Опять эти железные дороги войны, беготня за кипятком, страх, что уйдет состав, еда и питье, пропахшие углем, на котором мы сидим, спим, едем в теплушках. На станции Користовка пересадка. Сижу у края рельс, охраняю барахло, бабушка и мама пошли искать туалет, их все нет и нет, я уже пропадаю от страха, вдруг являются обе, напуганные: сели они где-то за кустами, часовой их застукал, и ни в какую не отпускает: незнакомые у военного объекта; повел к начальнику, еле выкрутились. Начинается посадка, все бегут, суматоха, два наших чемодана, которые несли грузчики, летят под вагоны, мы в поезде, мама внезапно обнаруживает, что нас обокрали, хочет выпрыгнуть из набирающего скорость поезда, ее силой удерживают, стыдят: у вас же мать, ребенок.
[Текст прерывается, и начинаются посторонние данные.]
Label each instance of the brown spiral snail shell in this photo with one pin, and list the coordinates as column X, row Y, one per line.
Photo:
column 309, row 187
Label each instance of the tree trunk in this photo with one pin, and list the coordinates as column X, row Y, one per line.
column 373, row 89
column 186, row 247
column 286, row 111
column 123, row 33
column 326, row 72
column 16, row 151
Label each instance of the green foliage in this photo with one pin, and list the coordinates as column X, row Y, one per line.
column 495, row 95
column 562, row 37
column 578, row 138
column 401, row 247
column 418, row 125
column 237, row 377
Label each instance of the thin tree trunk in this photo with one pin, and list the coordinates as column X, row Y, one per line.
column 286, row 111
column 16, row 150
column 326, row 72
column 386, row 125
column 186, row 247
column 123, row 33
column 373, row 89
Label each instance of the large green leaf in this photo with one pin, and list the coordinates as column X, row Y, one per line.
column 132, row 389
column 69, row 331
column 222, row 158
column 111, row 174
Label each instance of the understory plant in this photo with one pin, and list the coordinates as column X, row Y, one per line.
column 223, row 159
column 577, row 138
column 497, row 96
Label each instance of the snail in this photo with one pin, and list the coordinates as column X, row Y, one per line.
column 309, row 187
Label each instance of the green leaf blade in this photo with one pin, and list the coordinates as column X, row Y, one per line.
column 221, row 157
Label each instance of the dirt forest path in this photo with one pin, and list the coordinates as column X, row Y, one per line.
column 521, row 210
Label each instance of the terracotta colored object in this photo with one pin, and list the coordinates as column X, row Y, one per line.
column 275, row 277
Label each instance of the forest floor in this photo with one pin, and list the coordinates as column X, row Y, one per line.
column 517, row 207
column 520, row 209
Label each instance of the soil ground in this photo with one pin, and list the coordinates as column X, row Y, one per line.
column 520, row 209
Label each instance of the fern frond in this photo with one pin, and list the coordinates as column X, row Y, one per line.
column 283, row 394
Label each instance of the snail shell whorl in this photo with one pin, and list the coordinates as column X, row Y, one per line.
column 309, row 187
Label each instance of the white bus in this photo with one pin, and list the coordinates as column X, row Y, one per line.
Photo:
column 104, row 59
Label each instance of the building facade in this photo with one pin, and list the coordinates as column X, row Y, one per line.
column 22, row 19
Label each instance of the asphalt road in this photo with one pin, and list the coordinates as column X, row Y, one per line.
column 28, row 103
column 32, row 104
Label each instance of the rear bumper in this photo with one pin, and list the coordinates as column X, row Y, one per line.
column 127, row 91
Четвертого января сорок пятого прибываем на дальнюю ветку бендерской станции, бабушка остается сторожить барахло, а мы с мамой под вагонами пробираемся в город, находим дом, в котором живут сестра отца тетя Роза с мужем и сыном Нюней.
Я остаюсь пока у тети, ем с ними, сплю почему-то на столе, мама тут же начинает войну: оказывается, в нашем доме живет бывший наш сосед сапожник Яшка Софронов, который был уверен, что нас уже давно нет в живых, он-то и взломал двери через два дня после нашего ухода в сорок первом, продал часть нашей мебели, теперь же уходить не хочет, как же, спас дом. Мама идет к городскому прокурору Дубинину, с которым отец когда-то работал в суде: в течение суток Яшку вместе с сыном Васькой (позднее офицером советской армии) и дочерью Валькой (позднее просто потаскушкой) вышвыривают из дома, и он в бессильной злобе обрывает электрическую проводку, которую якобы сам провел. Только через две недели я отправляюсь сам от тети Розы, с улицы Николаевской, 52, к нашему дому, иду, узнавая знакомые улицы, вот Сергеевская (ныне Котовского), вот Каушанская (ныне Шестакова), а вот и наш узкий, как труба, переулок, и в этот закатный час катят по нему мальчишки и девчонки на санках, фанерах, просто на мисках вниз, по накатанному снегу, и наш дом так просто, как будто я его лишь вчера покинул, стоит на фоне Днестра с широко заворачивающимся левобережьем и Кицканским монастырем на горизонте.